"In 1970, actress Raquel Welch starred in a video in which she, a space-age Barbarella flanked by two silver-suited males, danced and gyrated in front of a collection of huge concrete modernist sculptures that had been commissioned for the 1968 Olympics. Almost fifty years later, on a very hot day in Mexico City, I squeezed myself into a tight-fitting metallic silver bodysuit and went hunting for those very sculptures. I was on my way to restage Raquel Welch’s Space-Girl Dance (1970).

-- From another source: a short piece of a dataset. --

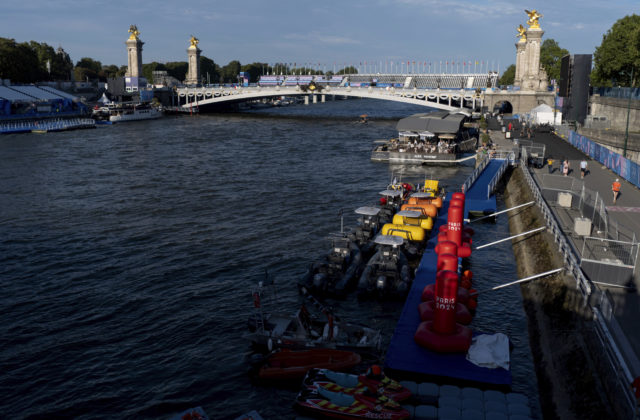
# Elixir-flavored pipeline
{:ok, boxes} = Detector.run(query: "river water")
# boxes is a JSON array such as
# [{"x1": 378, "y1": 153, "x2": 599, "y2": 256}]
[{"x1": 0, "y1": 100, "x2": 537, "y2": 419}]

One small hitch: I can’t dance. I had managed a quick half-hour lesson two days before we left New Zealand, a lesson in which I was irrefutably outdanced by a five-year-old. But nothing had quite prepared me for the mess I’d got myself into this time. This struck me with considerable force as I lurched across a crazy Mexico City highway in my silver suit.

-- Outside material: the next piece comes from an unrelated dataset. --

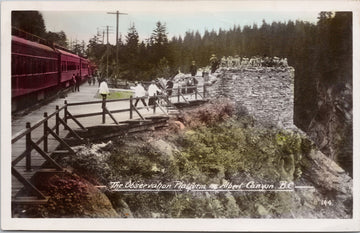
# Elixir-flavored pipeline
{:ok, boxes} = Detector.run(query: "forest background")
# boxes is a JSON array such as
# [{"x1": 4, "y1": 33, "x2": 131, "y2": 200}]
[{"x1": 12, "y1": 11, "x2": 352, "y2": 142}]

Strutting my stuff in full view of the passing traffic, I discovered the power of a tight silver bodysuit—even one worn by an older woman. Mexican men kept tooting their car horns as they sped past, and I swear the gap between Raquel and me got a whole lot smaller. I could feel the stardom.
A distinctive flavour of parody is prefaced in Space-Girl Dance to the point of tipping my performance over into the ridiculous—however, in this work, I was interested in investigating the potential relevance and value of parody as a tool for aiding the production of incongruity within a contemporary restaging methodology."